DAY 12: CLEAN UP ONE FOOD HABIT
No overwhelm. No perfection. Just refinement.
You do not need to change everything. You need to change what matters most.
By now, you have enough awareness to notice patterns.
Today, choose one food habit that clearly works against you.
🔍 IDENTIFY ONE HABIT TO CLEAN UP
Choose one:
Late-night snacking
Constant grazing
Sugary drinks
Eating too fast
Processed convenience foods
Pick the one that feels most obvious.
🔁 CREATE A BETTER REPLACEMENT
Do not just remove the habit. Replace it.
Examples:
Sparkling water instead of soda
Real meal instead of snack grazing
Tea instead of late-night sweets
Slower eating instead of rushing
Replacement works better than restriction alone.
📝 DECIDE YOUR “DEFAULT”
Choose your healthier default for the next few days.
What will you do instead?
What will you reach for instead?
What will you say yes to instead?
A clear default removes negotiation.
⚠️ Something Most People Don’t Realize…
Many unhealthy habits are not character flaws.

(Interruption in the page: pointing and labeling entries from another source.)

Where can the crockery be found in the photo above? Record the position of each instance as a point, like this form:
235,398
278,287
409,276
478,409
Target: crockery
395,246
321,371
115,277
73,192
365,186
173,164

They are repeated defaults.
WHAT TO NOTICE TODAY (Just observe—don’t judge)
Which habit pulls strongest
What triggers it
Whether a replacement helps
How much of it is routine versus real need
Clarity is how habits lose power.
✍️ END OF DAY CHECK-IN
Which food habit did you target?
What replacement worked best?
What trigger did you notice?
Every habit you make visible becomes easier to change.
✔️ You’re no longer running on autopilot.